Olive42.GitHub.io

View My GitHub Profile

Olivier Tharan Site Reliability Engineer / DevOps olivier@tharan.org +33 6 25 13 31 08

I enjoy working on infrastructure and making sure it is always on, and design computer systems that allow automation, on the principle of “Don’t Repeat Yourself”, in order to make people more productive. Along my career, I evolved from a pure operations perspective with oncall duties on the firefighting side, to be more development-oriented, and would like to share this knowledge with other teams, and grow with them.

Work experience

Criteo (2016 - current)

Senior Devops engineer for the Devtools team, based in Paris, France. My main responsibilities are taking care of the Continuous Integration: Gerrit for code reviews, Jenkins with 2500+ jobs spanning Linux, Windows and Mac builders, continuously building and testing all Criteo code from source and preparing for the releases.

Google (2004 - 2016)

Site Reliability Engineer for the Corporate Engineering team, based in Dublin, Ireland, then Paris, France. My main job for 12 years has been to ensure that internal services for the company keep running, and the 60,000+ Google employees can work productively.

Beyond Corp “redefine the concept of enterprise network perimeter”

Redefine the concept of Enterprise architecture beyond the traditional network perimeter, by providing finer-grained access controls for all internal services and stop relying on internal IP addresses as indicators of trust. A presentation on this project was made at LISA’13.

I initiated the project, which was mostly program management and directing the work of dozens of different teams across the IT and Security departments.

I designed a client-server project to send logs from all corporate machines to our centralized logs systems; I wrote the server in C++.

Moving from a permit-all network to permissions based on machine certificates and LDAP group membership requires self-service tools for Google employees.I am currently designing and implementing a tool to troubleshoot network access issues for corporate users, leading a small team around it and building the Go-based server software.

Ganeti “put all corporate servers on virtual machines”

Admin our fleet of internal virtual machines running the Ganeti software (opensource, built in-house). These go from 2-machine clusters to several racks worth of virtual machines located in our offices and datacenters. My job was to reply to alerts, performing upgrades and build automation tools to manage large clusters of virtual machines.

Other projects

Be oncall for critical Google services with a tight SLA, < 5m response.

Change management: we have a corporate change management process, which consists in reviewing upcoming changes, making sure they are planned with appropriate thoughts for user communication, planned rollback, escalation paths, etc. I chaired the weekly meetings and brought lots of improvements to the process itself.
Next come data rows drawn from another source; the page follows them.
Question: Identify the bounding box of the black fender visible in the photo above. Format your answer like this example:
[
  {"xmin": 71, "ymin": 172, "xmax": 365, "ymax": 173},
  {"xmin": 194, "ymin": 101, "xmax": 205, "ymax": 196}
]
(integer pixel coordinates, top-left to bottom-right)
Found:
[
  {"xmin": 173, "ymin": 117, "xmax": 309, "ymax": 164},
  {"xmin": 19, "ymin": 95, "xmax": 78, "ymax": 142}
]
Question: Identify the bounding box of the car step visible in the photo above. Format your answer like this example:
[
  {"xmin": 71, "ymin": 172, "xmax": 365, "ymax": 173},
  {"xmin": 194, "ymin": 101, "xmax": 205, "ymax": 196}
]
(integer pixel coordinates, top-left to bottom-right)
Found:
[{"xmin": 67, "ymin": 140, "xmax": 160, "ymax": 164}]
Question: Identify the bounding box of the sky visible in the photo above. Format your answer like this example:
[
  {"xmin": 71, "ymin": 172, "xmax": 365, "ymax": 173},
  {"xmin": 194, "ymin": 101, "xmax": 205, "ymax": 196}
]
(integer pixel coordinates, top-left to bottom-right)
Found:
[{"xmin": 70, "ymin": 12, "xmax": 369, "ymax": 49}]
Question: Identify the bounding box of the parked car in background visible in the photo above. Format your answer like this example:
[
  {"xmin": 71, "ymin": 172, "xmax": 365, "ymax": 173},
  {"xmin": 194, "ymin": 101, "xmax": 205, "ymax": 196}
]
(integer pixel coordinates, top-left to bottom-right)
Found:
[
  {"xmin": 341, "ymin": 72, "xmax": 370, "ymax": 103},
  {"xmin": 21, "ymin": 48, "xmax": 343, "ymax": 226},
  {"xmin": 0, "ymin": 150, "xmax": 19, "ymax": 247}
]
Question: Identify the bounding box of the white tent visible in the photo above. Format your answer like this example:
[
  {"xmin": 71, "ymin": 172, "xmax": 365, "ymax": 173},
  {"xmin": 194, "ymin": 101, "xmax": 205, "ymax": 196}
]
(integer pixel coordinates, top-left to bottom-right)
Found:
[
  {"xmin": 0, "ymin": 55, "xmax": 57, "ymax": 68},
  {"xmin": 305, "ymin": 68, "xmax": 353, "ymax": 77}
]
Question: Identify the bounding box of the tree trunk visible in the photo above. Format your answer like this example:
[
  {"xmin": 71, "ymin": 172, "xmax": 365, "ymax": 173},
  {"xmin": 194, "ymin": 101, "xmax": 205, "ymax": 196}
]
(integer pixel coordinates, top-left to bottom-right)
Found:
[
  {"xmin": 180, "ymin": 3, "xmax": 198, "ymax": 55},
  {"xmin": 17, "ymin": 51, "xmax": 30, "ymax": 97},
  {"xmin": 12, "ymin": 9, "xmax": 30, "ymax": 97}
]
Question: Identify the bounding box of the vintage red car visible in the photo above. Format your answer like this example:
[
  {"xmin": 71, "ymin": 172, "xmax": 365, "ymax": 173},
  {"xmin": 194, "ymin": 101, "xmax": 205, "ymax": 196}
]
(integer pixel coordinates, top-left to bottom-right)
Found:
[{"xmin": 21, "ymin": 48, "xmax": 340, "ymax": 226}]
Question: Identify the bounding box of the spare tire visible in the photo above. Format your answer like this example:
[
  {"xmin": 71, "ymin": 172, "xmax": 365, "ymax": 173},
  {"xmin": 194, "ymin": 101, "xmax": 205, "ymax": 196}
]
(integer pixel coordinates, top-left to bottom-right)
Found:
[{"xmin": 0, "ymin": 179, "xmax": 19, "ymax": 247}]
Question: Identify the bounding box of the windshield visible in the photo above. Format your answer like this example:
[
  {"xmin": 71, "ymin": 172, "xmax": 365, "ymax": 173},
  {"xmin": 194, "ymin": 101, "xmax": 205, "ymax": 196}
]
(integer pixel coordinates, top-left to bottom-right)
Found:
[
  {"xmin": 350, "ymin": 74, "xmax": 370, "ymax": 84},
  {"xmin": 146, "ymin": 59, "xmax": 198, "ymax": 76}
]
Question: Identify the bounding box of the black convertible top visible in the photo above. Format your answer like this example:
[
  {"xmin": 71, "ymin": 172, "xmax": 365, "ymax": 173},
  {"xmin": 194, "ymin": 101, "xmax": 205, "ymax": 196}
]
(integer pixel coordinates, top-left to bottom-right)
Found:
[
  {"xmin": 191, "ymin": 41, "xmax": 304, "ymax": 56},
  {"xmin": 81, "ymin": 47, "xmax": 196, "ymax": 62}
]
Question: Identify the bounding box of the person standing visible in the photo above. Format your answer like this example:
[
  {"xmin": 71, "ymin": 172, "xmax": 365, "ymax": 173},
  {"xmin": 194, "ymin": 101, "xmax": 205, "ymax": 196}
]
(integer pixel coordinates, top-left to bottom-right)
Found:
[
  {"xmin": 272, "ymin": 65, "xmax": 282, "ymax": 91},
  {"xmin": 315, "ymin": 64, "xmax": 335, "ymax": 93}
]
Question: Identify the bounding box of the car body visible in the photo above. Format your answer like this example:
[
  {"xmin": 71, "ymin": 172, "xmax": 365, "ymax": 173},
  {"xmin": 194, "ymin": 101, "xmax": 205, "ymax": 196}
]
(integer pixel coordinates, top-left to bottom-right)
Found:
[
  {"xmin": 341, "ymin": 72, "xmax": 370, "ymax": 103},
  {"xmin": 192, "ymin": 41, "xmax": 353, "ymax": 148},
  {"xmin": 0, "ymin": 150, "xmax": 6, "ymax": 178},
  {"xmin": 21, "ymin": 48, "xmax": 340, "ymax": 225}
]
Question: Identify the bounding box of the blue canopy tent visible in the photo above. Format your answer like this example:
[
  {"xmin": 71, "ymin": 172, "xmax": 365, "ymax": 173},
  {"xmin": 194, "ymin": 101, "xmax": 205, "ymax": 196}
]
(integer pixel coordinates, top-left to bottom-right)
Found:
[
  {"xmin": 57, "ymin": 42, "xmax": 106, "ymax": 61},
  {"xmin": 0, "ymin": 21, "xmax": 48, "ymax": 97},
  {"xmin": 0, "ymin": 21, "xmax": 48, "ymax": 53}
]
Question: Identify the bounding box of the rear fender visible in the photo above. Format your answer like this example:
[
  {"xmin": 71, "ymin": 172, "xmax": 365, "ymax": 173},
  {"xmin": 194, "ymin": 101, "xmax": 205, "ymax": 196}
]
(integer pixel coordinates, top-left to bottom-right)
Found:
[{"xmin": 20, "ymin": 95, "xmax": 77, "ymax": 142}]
Manage the fleet of NetApp fileservers across the company. Google has some of the largest distributed fleet of filers for its corporate needs.

Manage a fleet of proxy servers (Squid and in-house).

Major skills

Write and deploy application servers (HTTP + RPC) written in C++, Go and Python on standard Google production environment (Borg), with all the relevant SRE practices. Gained internal readability in C++ and Python, working on Go. Project management skills involve project tracking, making sure various services are up to SRE standards by performing a Production Readiness Review (and updating the review process itself), help development teams get to these standards, lead 2-3 person teams on a project, communicate with teams all across the company.

Systems design: I wrote several designs ending up in full-fledged projects. The major one is “Beyond Corp” described above. I also reviewed dozens of projects with relevant feedback.

8-year proven track record of working remotely from the rest of my respective project teams: from Paris, France with teams in Switzerland, Ireland, US East and West Coast.

A taste for security-oriented architecture and large-scale networking.

Institut Pasteur (2002 - 2004)

Systems and network administrator for a 2000-person biology research campus in the center of Paris. My main tasks were maintaining servers, doing user support and network connectivity for the campus. Significant accomplishments: redid the email infrastructure using Postfix and tying it to the internal LDAP servers for user lookup; setup replication between 3 LDAP servers; redid the caching proxy infrastructure; upgraded some relatively high traffic (for the time) web servers.

IDEALX (now OpenTrust) (2000 - 2002)

IDEALX was one of the first entirely opensource-oriented company in France, with a dedication to releasing most of their client projects as opensource. I worked with clients on various projects; the main ones consisted in performing systems administration for Tiscali (massive web hosting provider, part of the ISP), and doing Perl-SOAP development for Cegetel (telecommunications provider and ISP).

Skills

Very good knowledge of Unix-like systems administration: Linux, FreeBSD; shell scripting, Python, Go; fair, but limited knowledge of C++, Java, Groovy.

System automation, change management, use of version control systems: Perforce, and build management tools: Chef, Jenkins, some internal to Google. Make heavy use of automation and unit testing to ensure code and data will perform as intended.

Education

Masters degree as engineer-manager (majored in networking and distributed systems) from Telecom Sud Paris, one of the leading French engineering schools.